Projekt przewidywał wykonanie tablic kontrolnych (trzech dla każdej JRG w województwie), plakatów informacyjnych, stworzenie programu szkolenia wdrażającego opracowane rozwiązania i narzędzia, przygotowanie rekomendacji sprzętowych oraz raportu opisującego projekt. Realizowano go przez 12 miesięcy od sierpnia 2021 r. na terenie 33 małopolskich jednostek. Wzięła w nim udział większość strażaków z podziału bojowego, dzięki czemu autorzy koncepcji mogli wypracować rozwiązania możliwe do wdrożenia zarówno w jednostkach o dużych stanach osobowych, jak i w tych mniejszych. Prowadzono próby oddechowe strażaków (statyczne i dynamiczne), testowano dostępne na rynku systemy kontroli czasu pracy w AOUO, konfigurowano i wypracowywano model kontroli czasu pracy w OUO, konfigurowano roty asekuracyjne (tzw. RIT), a także projektowano i budowano zunifikowany system kontroli czasu pracy w AOUO wraz z opracowanym materiałem szkoleniowym. Zespół w trakcie pracy miał zapewniony dostęp do:
- obiektów JRG PSP województwa małopolskiego,
- komory dymowej,
- mobilnego oraz kontenerowego trenażera pożarowego (należących do Ośrodka Szkolenia KW PSP w Krakowie),
- mobilnego trenażera „SPARTAN” z Wydziału Planowania Operacyjnego KW PSP w Krakowie,
- innych obiektów - za zgodą właściciela.
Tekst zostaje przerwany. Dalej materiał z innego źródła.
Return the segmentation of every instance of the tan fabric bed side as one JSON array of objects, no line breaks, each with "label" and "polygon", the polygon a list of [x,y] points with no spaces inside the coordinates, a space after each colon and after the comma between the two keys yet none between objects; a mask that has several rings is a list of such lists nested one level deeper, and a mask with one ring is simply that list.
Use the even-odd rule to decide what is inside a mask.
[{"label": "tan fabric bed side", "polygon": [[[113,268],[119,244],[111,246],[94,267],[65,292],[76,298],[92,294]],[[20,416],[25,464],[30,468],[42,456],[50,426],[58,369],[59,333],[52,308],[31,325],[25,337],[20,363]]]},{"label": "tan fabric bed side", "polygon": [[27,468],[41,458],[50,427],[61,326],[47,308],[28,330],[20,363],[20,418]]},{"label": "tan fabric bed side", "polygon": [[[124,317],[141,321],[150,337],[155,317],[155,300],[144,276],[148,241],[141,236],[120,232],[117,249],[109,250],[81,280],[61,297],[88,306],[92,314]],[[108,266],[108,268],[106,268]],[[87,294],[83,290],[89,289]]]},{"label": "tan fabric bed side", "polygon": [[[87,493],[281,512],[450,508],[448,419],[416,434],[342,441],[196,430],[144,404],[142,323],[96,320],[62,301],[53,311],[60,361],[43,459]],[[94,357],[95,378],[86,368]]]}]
Tablica umożliwia śledzenie pracy trzech rot jednocześnie (w tym roty asekuracyjnej). Przejrzysta tabela pozwala wdrożyć prosty system szacowania pozostałego czasu pracy rot w zadymieniu. Testowano go w różnych JRG na terenie województwa, porównując z innymi dostępnymi w kraju systemami. Projekt był naturalną kontynuacją wcześniejszego przedsięwzięcia o nazwie „Wolne ręce dla rot”, które również miało na celu poprawę bezpieczeństwa działań gaśniczych oraz optymalizację pracy podstawowych pododdziałów strażackich, czyli właśnie rot.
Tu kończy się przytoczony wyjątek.